Culture - Editoriaux - Réflexions - Société - 29 novembre 2019

D’ici la fin du XXIe siècle, 95 % des langues parlées dans le monde pourraient disparaître

L’ONU et l’UNESCO – il était temps qu’on s’en aperçoive – ont fait de 2019 l’année internationale des langues autochtones sous le thème « Les langues autochtones sont importantes pour le développement durable, la consolidation de la paix et la réconciliation ». Les deux instances estiment qu’il est plus qu’urgent de « préserver, mettre en valeur et revitaliser les plus de 4.000 langues parlées par les peuples autochtones à travers la planète […] Car si rien n’est fait, d’ici la fin du XXIe siècle, 95 % des langues parlées dans le monde pourraient disparaître ou être en péril. » Pour le linguiste Claude Hagège, tout idiome qui disparaît représente « une perte inestimable, au même titre qu’un monument ou une œuvre d’art. »

Certes, nos compatriotes sont volontiers régionalistes : chaque été, on va se « bretonniser » au Festival interceltique de Lorient ou se trémousser en occitan du côté de Montségur ou vocaliser dans le maquis de Porto-Vecchio avec I Muvrini en s’extasiant devant les petits mouflons corses. Mais de retour à Paris, il ne restera rien de cet engouement estival pour les langues autochtones ou régionales qu’aucune année – fût-elle onusienne – ne viendra prolonger et pour cause…
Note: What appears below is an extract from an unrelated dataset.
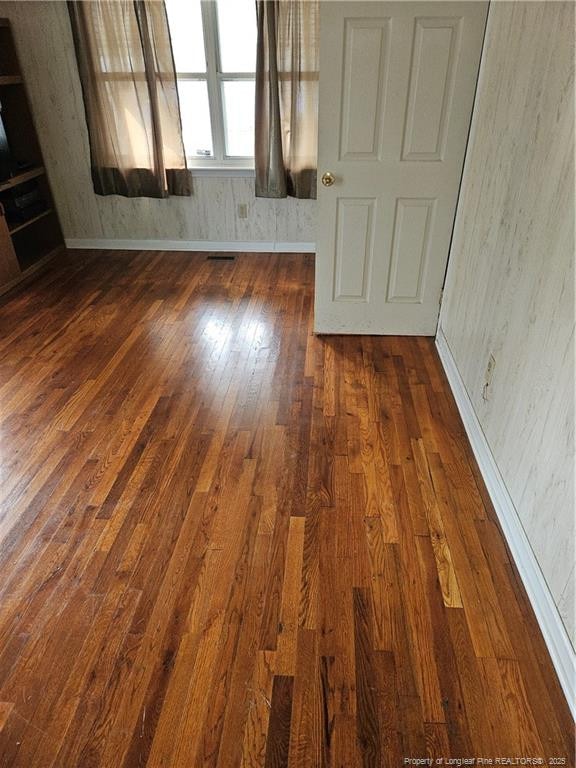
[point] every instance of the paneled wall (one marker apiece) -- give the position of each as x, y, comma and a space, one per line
42, 31
510, 284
Plus personne, en France, ou presque, ne parle de la fameuse Charte européenne des langues minoritaires que notre pays n’a toujours pas ratifiée. C’est que, de Marine à Mélenchon, la droite et la gauche, à de rares exceptions, s’accordent comme un seul homme pour s’opposer aux défenseurs de la légalisation des en France. On leur tombe dessus à bras raccourcis, leurs contempteurs emboîtant le pas à Michel Onfray qui s’était fendu, sur ce thème, d’une tribune dans Le Monde pour dénoncer « les indépendantistes régionaux, qui font de la langue un instrument identitaire, un outil de fermeture sur soi, une machine de guerre anti-universelle, autrement dit un dispositif tribal ». Qu’en termes agressifs, belliqueux, cela est dit !

« Lorsque des langues autochtones sont en péril, il en va de même pour les peuples », affirme le forum onusien des peuples autochtones. Ce qui est en jeu, complète le député breton Paul Molac, « c’est l’existence même du patrimoine culturel que nous portons, en Corse, en Bretagne, en Alsace et Moselle, en Catalogne, en Flandre, en Savoie, au Pays basque, dans l’ensemble occitan et dans bien d’autres régions françaises attachées à leurs particularités culturelles et linguistiques ». Ce qu’en d’autres termes, avec les mots du cœur, clame haut et fort la chanteuse Nolwenn Korbell : « Oui, il m’importe de parler breton, d’entendre parler breton, de le lire, de l’écrire, de le chanter, de faire sonner et vivre cette langue aussi longtemps que possible […] ma langue me remue les tripes et le cœur car elle me relie à mes grands-mères, à mes ancêtres, à mes parents, à mon fils, à mes amis, à ma terre […] qui par ses noms de villes, de lieux-dits, de rivières, de champs me parlent et me disent leur histoire et me permettent d’y inscrire la mienne. »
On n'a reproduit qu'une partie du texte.